Today has been declared by many a day of celebration for women. Finally women are being recognized on U.S. paper currency, breaking the previously male monopolized representation. This is a notable change for our country, and one not to be discredited. Former slave and abolitionist Harriet Tubman will replace slave owner and previous president Andrew Jackson on the $20 dollar bill. This marks the first time in America’s history that a woman’s face will be honored on paper currency since Martha Washington was represented on the $1 silver certificate in the late 19th century. Along with Tubman, portraits of women’s suffrage leaders Lucretia Mott, Sojourner Truth, Elizabeth Cady Stanton, Alice Paul and Susan B. Anthony will grace the back of the $10 bill, and African American Opera Singer Marian Anderson will be shown performing on the steps of the Lincoln Memorial along with former first lady Eleanor Roosevelt on the back of the $5 bill.

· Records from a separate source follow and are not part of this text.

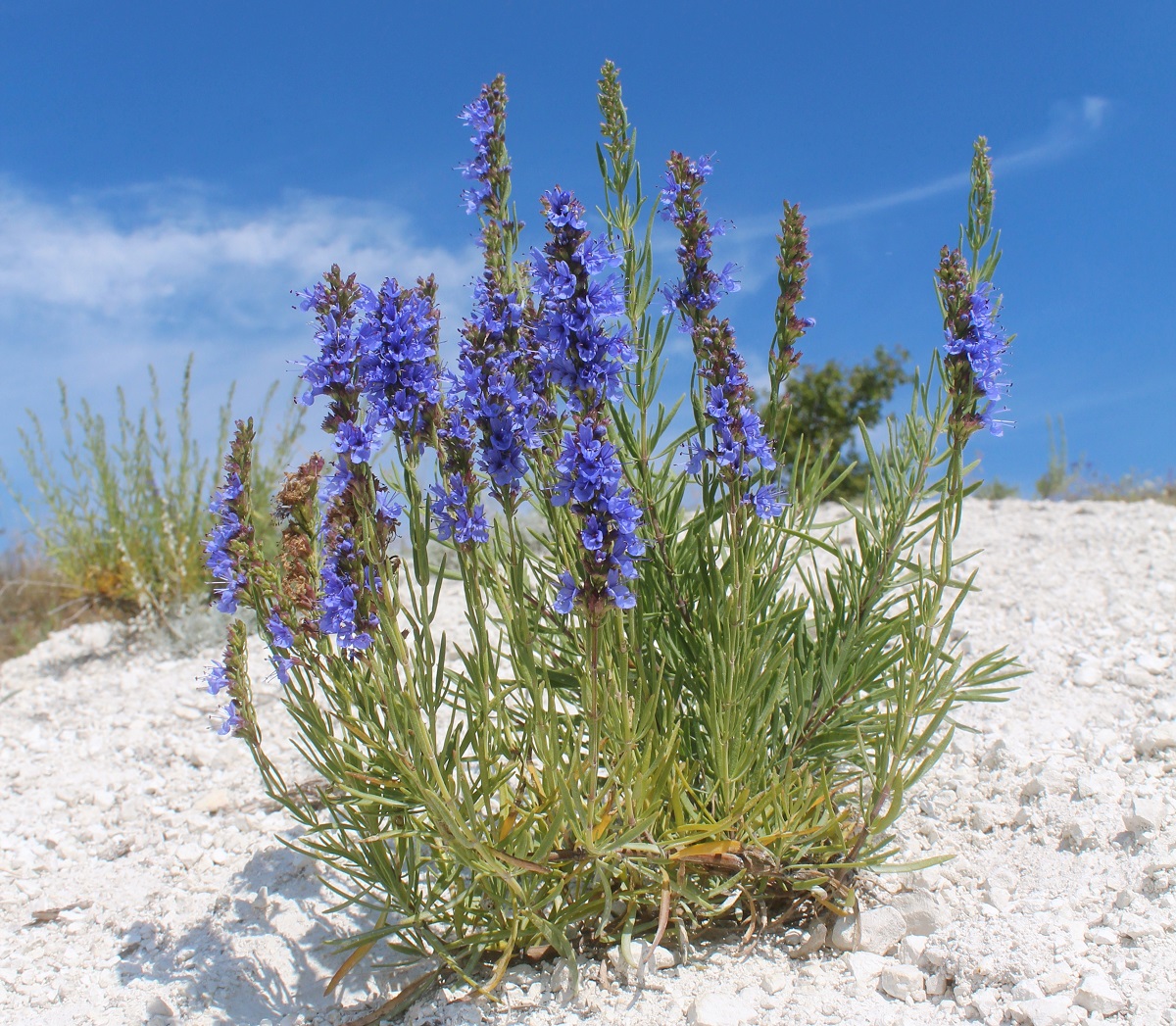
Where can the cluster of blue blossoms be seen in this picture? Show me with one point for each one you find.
(219, 680)
(380, 347)
(228, 526)
(985, 343)
(587, 359)
(701, 288)
(377, 364)
(738, 432)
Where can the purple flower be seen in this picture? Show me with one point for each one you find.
(582, 355)
(767, 502)
(218, 679)
(587, 358)
(567, 594)
(219, 556)
(736, 432)
(701, 288)
(230, 721)
(487, 170)
(279, 633)
(456, 517)
(985, 343)
(282, 667)
(340, 605)
(495, 393)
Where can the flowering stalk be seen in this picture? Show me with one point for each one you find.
(230, 676)
(377, 363)
(587, 361)
(975, 341)
(227, 545)
(727, 403)
(793, 270)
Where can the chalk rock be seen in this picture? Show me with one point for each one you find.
(188, 855)
(718, 1008)
(1147, 814)
(904, 981)
(1057, 979)
(1045, 1010)
(987, 1001)
(158, 1006)
(662, 959)
(1028, 991)
(777, 983)
(1097, 993)
(1164, 708)
(922, 912)
(1081, 833)
(865, 966)
(881, 931)
(1102, 936)
(215, 802)
(1152, 740)
(911, 949)
(1152, 663)
(936, 985)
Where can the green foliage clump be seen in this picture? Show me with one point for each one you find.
(828, 406)
(122, 522)
(724, 751)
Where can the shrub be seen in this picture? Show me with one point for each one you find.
(670, 715)
(123, 523)
(826, 409)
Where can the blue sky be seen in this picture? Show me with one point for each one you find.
(170, 171)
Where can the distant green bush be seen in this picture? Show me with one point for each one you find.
(122, 521)
(826, 409)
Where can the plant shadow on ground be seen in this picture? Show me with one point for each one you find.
(257, 955)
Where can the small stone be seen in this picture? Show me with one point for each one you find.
(1147, 814)
(1102, 936)
(903, 983)
(999, 898)
(1047, 1010)
(812, 944)
(1057, 979)
(718, 1008)
(922, 912)
(1097, 993)
(188, 855)
(777, 983)
(881, 931)
(911, 949)
(987, 1001)
(215, 802)
(864, 966)
(662, 959)
(1156, 739)
(1081, 834)
(1028, 991)
(158, 1006)
(1152, 663)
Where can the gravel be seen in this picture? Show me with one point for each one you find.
(142, 880)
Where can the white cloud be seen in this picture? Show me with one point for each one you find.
(97, 287)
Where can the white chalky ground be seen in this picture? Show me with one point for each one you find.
(140, 880)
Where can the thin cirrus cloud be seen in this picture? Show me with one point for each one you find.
(1073, 126)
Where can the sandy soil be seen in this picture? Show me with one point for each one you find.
(140, 878)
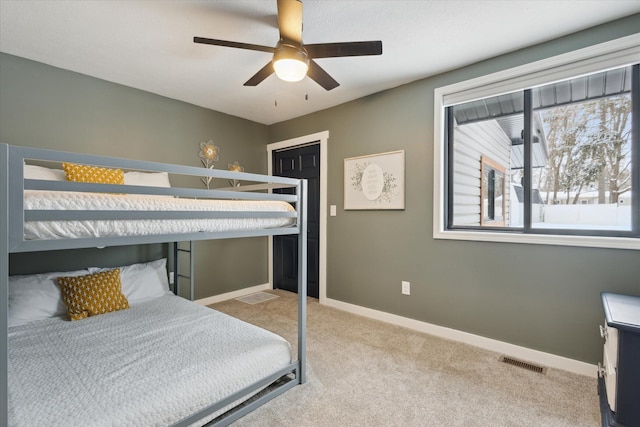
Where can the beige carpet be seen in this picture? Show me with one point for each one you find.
(362, 372)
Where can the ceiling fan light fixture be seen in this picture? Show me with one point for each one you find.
(290, 63)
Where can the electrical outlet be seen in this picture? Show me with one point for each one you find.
(406, 288)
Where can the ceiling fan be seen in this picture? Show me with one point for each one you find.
(292, 60)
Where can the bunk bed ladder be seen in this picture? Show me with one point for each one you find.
(177, 251)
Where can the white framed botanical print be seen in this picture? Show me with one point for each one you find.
(375, 181)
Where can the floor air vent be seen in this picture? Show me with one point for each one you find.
(525, 365)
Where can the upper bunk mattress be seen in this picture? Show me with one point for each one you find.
(60, 200)
(150, 365)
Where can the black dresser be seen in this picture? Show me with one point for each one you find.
(619, 372)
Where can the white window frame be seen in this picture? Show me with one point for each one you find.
(613, 54)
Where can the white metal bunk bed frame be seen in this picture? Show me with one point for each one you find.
(13, 184)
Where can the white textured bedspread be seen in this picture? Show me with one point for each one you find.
(150, 365)
(60, 200)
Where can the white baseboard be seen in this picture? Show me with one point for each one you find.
(234, 294)
(523, 353)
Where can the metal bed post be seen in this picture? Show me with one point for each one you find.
(4, 283)
(176, 285)
(178, 275)
(302, 280)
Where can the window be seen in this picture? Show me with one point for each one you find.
(557, 161)
(492, 188)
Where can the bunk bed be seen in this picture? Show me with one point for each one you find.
(147, 385)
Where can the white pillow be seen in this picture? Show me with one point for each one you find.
(36, 297)
(40, 172)
(148, 179)
(142, 282)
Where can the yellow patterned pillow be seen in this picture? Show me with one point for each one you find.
(92, 294)
(93, 174)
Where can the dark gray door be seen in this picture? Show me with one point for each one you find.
(302, 162)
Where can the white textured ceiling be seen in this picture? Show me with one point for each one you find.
(148, 44)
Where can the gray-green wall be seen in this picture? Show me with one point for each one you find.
(44, 106)
(540, 297)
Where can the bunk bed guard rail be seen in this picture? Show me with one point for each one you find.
(13, 186)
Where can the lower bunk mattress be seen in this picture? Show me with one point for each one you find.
(150, 365)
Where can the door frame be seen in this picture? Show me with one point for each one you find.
(323, 139)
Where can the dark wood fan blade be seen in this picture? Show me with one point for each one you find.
(317, 74)
(333, 50)
(290, 20)
(233, 44)
(258, 77)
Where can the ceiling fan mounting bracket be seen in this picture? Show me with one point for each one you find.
(290, 51)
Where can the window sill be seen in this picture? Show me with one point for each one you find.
(541, 239)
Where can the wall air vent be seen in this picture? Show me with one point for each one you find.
(525, 365)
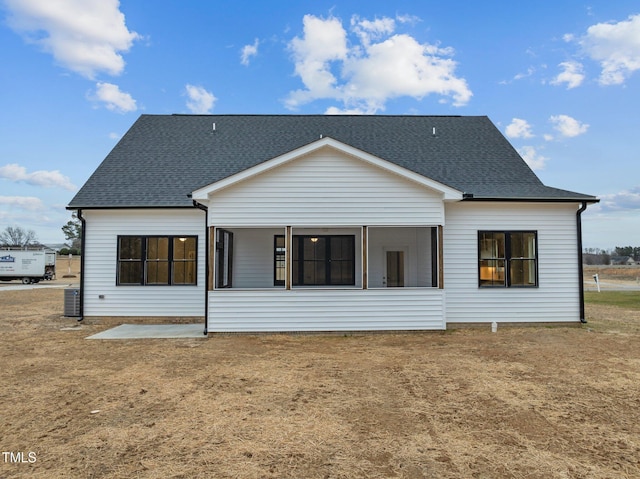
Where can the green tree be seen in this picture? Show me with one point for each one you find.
(17, 236)
(73, 232)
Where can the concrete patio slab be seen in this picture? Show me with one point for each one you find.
(152, 331)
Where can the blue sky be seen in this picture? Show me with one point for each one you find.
(560, 79)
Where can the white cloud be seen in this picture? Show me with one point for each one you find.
(369, 30)
(333, 110)
(200, 100)
(572, 75)
(534, 159)
(114, 99)
(85, 36)
(49, 179)
(567, 126)
(616, 46)
(30, 203)
(623, 201)
(519, 129)
(249, 51)
(375, 67)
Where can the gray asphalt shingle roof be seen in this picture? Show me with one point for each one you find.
(163, 158)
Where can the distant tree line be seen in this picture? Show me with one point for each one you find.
(618, 255)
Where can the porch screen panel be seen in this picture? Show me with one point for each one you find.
(279, 261)
(224, 258)
(342, 262)
(326, 260)
(184, 260)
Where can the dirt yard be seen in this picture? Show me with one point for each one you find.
(529, 402)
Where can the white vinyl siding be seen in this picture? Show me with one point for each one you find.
(326, 188)
(326, 310)
(100, 264)
(557, 296)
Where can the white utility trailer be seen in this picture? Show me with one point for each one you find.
(28, 266)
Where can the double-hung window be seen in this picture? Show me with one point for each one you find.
(157, 260)
(508, 258)
(317, 260)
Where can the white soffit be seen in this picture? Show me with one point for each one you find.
(448, 193)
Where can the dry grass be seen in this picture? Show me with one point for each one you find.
(520, 403)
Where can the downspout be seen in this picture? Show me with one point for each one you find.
(206, 264)
(82, 270)
(580, 268)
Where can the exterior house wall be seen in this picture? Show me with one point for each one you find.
(321, 309)
(326, 188)
(557, 296)
(100, 264)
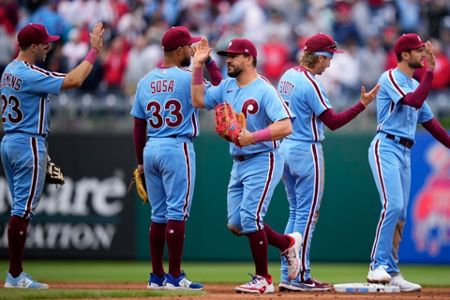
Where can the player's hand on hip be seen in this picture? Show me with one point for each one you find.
(97, 36)
(429, 54)
(245, 138)
(201, 52)
(367, 98)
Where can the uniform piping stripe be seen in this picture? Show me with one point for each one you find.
(45, 72)
(41, 115)
(394, 83)
(286, 108)
(316, 88)
(312, 210)
(194, 125)
(383, 189)
(265, 191)
(314, 128)
(188, 192)
(391, 109)
(34, 178)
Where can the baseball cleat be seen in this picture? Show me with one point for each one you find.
(379, 275)
(181, 283)
(285, 286)
(155, 282)
(292, 255)
(310, 285)
(23, 281)
(258, 285)
(403, 284)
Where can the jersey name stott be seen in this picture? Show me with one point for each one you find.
(286, 87)
(162, 86)
(9, 80)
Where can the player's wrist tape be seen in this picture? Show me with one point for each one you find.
(262, 135)
(91, 56)
(197, 76)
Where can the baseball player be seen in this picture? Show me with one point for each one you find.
(400, 106)
(303, 175)
(258, 164)
(163, 112)
(24, 92)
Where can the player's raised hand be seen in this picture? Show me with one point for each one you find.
(367, 98)
(429, 53)
(201, 52)
(97, 36)
(245, 138)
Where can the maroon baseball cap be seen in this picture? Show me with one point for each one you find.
(34, 33)
(178, 36)
(321, 43)
(406, 42)
(240, 46)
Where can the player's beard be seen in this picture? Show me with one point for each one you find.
(415, 64)
(235, 72)
(186, 62)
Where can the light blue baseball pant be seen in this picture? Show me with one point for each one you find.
(169, 167)
(24, 158)
(303, 178)
(391, 167)
(250, 190)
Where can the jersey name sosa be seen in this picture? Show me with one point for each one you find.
(162, 86)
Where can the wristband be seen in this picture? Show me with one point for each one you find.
(262, 135)
(197, 76)
(91, 56)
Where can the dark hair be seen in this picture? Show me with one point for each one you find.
(309, 59)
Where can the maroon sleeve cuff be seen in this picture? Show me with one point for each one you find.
(140, 138)
(214, 73)
(336, 120)
(437, 131)
(418, 97)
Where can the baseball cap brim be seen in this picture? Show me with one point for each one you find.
(195, 39)
(52, 38)
(225, 52)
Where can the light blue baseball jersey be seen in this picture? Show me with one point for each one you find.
(393, 116)
(260, 103)
(25, 103)
(163, 99)
(25, 89)
(307, 99)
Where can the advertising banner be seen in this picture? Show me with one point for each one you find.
(91, 215)
(426, 238)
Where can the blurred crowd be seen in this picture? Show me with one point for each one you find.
(364, 29)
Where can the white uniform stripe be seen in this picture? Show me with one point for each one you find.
(384, 194)
(316, 89)
(314, 129)
(41, 115)
(265, 191)
(188, 188)
(34, 178)
(312, 210)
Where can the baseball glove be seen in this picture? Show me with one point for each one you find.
(229, 124)
(54, 174)
(139, 180)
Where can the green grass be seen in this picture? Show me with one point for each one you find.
(137, 272)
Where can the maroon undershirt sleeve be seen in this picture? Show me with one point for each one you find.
(140, 137)
(214, 72)
(418, 97)
(437, 131)
(336, 120)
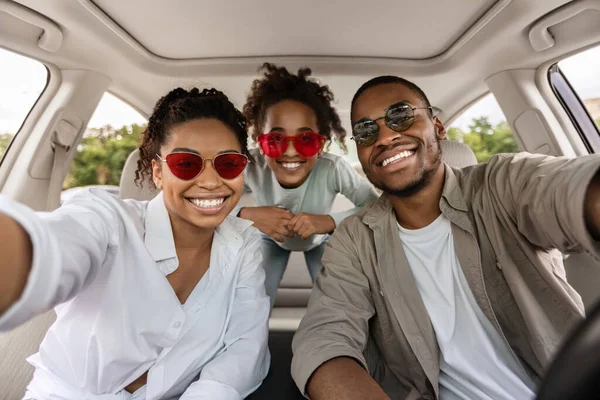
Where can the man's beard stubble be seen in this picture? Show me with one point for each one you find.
(417, 185)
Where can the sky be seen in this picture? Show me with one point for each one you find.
(22, 81)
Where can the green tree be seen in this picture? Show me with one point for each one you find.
(101, 155)
(486, 139)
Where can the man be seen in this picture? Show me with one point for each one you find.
(451, 285)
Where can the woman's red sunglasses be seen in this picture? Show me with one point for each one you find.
(187, 166)
(275, 144)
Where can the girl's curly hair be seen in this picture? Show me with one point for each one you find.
(277, 85)
(180, 106)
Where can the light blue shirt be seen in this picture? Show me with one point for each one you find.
(102, 263)
(331, 175)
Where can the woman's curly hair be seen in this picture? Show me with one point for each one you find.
(277, 85)
(180, 106)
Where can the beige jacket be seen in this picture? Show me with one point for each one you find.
(509, 217)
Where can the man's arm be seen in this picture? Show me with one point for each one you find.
(17, 255)
(552, 200)
(343, 379)
(329, 344)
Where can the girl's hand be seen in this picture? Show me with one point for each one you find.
(305, 224)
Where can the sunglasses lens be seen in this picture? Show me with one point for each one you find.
(399, 117)
(184, 166)
(308, 144)
(273, 145)
(365, 133)
(230, 165)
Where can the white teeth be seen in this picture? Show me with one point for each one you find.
(398, 156)
(207, 203)
(290, 165)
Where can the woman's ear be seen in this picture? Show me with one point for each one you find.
(157, 174)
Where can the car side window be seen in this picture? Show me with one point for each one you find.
(484, 129)
(113, 132)
(22, 81)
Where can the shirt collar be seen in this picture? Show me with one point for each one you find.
(159, 234)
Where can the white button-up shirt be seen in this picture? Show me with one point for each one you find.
(101, 262)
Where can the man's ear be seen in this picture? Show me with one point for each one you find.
(440, 129)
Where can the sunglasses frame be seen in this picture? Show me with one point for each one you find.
(204, 161)
(371, 139)
(288, 139)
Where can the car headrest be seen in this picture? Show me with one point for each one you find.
(456, 154)
(128, 188)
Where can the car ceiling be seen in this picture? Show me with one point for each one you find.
(147, 47)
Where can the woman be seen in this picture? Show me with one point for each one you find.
(154, 300)
(295, 180)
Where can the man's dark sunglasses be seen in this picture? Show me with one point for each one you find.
(399, 117)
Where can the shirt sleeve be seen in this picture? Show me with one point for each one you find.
(544, 196)
(243, 364)
(346, 181)
(336, 323)
(70, 245)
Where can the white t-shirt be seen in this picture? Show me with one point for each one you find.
(476, 362)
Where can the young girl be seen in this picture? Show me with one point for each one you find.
(294, 180)
(159, 299)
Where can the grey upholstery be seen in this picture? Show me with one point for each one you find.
(457, 155)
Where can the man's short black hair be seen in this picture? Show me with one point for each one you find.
(386, 79)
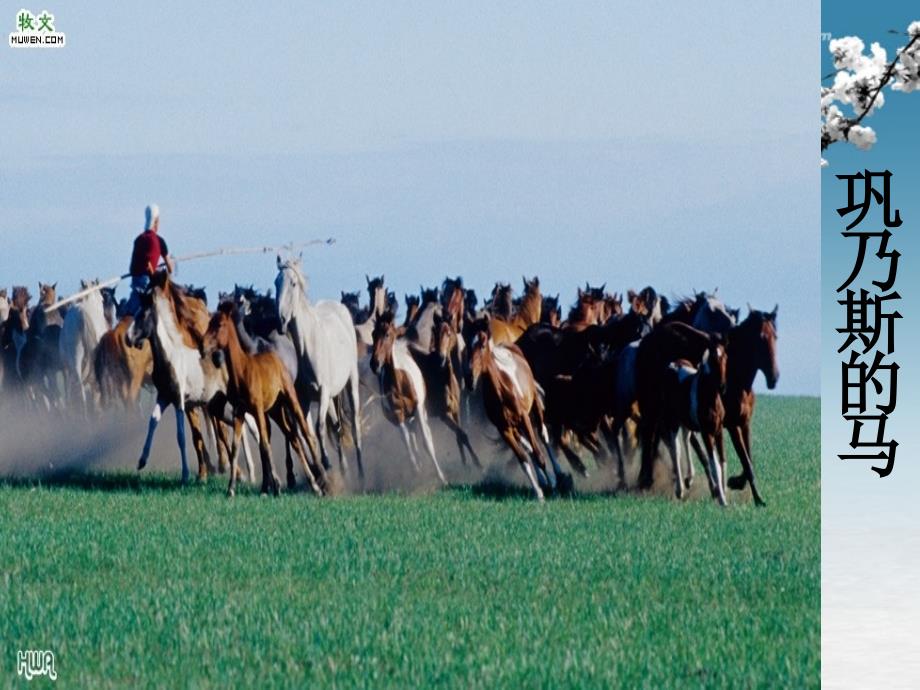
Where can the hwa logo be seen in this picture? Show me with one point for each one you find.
(36, 31)
(36, 662)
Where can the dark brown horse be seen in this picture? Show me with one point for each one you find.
(527, 314)
(692, 400)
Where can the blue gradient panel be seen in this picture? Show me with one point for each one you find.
(870, 534)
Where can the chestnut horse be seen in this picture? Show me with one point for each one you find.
(402, 386)
(751, 348)
(120, 369)
(261, 386)
(512, 403)
(692, 401)
(442, 383)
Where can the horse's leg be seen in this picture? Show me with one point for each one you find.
(285, 418)
(220, 442)
(354, 398)
(237, 434)
(674, 449)
(747, 462)
(715, 468)
(536, 453)
(321, 415)
(336, 429)
(615, 436)
(201, 450)
(180, 439)
(429, 443)
(570, 454)
(158, 408)
(510, 437)
(542, 478)
(407, 439)
(269, 480)
(686, 435)
(703, 458)
(739, 481)
(647, 438)
(557, 470)
(463, 441)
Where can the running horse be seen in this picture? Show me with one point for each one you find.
(327, 350)
(751, 348)
(508, 331)
(183, 377)
(402, 387)
(513, 405)
(260, 385)
(692, 400)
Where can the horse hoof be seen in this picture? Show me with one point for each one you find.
(737, 483)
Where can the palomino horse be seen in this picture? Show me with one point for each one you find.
(261, 386)
(551, 314)
(402, 387)
(692, 401)
(512, 403)
(121, 370)
(751, 348)
(175, 324)
(442, 383)
(508, 331)
(327, 351)
(84, 325)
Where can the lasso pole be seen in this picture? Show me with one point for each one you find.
(224, 251)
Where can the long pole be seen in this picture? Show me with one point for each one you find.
(223, 251)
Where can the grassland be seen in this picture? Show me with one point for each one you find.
(141, 583)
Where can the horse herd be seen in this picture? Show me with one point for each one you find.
(611, 374)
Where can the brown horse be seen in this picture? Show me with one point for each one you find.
(692, 400)
(666, 343)
(15, 335)
(122, 370)
(751, 348)
(508, 331)
(402, 386)
(260, 385)
(443, 384)
(512, 403)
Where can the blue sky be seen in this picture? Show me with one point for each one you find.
(628, 143)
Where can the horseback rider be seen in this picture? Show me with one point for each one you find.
(149, 248)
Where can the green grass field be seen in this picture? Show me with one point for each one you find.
(142, 583)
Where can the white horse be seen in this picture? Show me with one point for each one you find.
(327, 346)
(84, 326)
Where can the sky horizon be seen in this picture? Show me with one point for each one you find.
(485, 141)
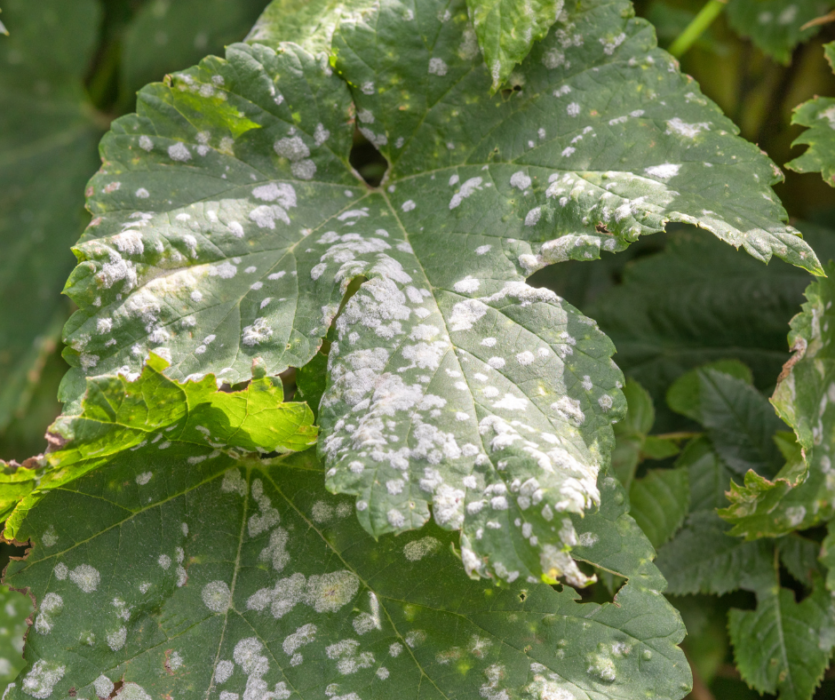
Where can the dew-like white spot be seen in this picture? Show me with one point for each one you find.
(216, 596)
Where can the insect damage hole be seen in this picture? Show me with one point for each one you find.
(367, 160)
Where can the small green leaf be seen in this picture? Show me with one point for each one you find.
(741, 423)
(800, 557)
(149, 413)
(757, 508)
(690, 305)
(784, 646)
(776, 26)
(507, 29)
(640, 415)
(817, 115)
(659, 448)
(311, 381)
(14, 609)
(248, 579)
(710, 478)
(685, 395)
(659, 502)
(702, 558)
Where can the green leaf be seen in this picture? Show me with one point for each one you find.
(776, 26)
(709, 477)
(827, 556)
(688, 397)
(640, 414)
(507, 29)
(452, 381)
(800, 557)
(659, 502)
(740, 422)
(819, 136)
(14, 609)
(48, 138)
(247, 579)
(702, 558)
(630, 433)
(150, 413)
(784, 646)
(690, 305)
(308, 23)
(757, 508)
(311, 381)
(166, 36)
(802, 399)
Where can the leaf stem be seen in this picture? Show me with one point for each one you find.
(697, 27)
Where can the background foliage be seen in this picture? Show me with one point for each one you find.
(700, 329)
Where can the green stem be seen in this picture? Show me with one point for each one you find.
(697, 27)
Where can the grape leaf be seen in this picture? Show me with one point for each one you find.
(702, 558)
(507, 29)
(659, 503)
(448, 368)
(308, 23)
(776, 26)
(48, 138)
(784, 646)
(690, 305)
(14, 609)
(150, 412)
(817, 114)
(240, 579)
(740, 422)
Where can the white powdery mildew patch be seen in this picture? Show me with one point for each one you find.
(217, 596)
(85, 577)
(417, 550)
(247, 655)
(467, 189)
(325, 593)
(51, 606)
(116, 640)
(42, 679)
(103, 686)
(348, 658)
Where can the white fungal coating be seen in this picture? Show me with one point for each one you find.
(42, 678)
(103, 686)
(418, 549)
(217, 596)
(85, 577)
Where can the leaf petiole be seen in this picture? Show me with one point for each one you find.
(697, 27)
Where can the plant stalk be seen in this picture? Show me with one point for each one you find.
(697, 27)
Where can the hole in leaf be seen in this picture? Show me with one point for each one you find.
(367, 160)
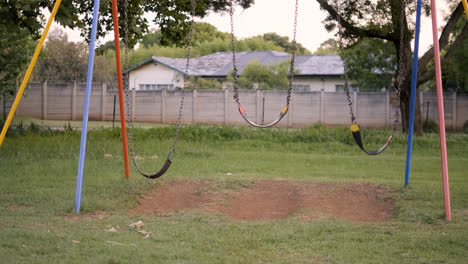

While it is exciting to honor and have these great women represented on our currency, it is negligible progress compared to what women really need regarding currency.
In celebrating the triumph of the presence of these strong world-changing women on paper currency, are we turning a blind eye to the injustice that currency still holds against women?
On average women make 79 cents for every dollar a man makes. This isn’t something new; in fact that same gap has existed and ceased to improve since 2000. So why are we so excited about women being on the currency that continues to oppress them? What would these first generation feminists who made it their life goals to end slavery and gain women the right to vote and equal education have to say about this gap? Would they celebrate a change in our currency without questioning why there has been no progress in 16 years regarding women’s unequal pay? The rightly added representation of women to our currency should stir up a momentum in pursuit of equal wages for women.
Women should not only be equally represented on our currency, but equally served by it.
After all it is Alice Paul, soon to grace the back of the $10 bill, who said, “I never doubted that equal rights was the right direction. Most reforms, most problems are complicated. But to me there is nothing complicated about ordinary equality.” The fight for the kind of equality Alice Paul sought is not over, and is still something for women and men alike to actively pursue.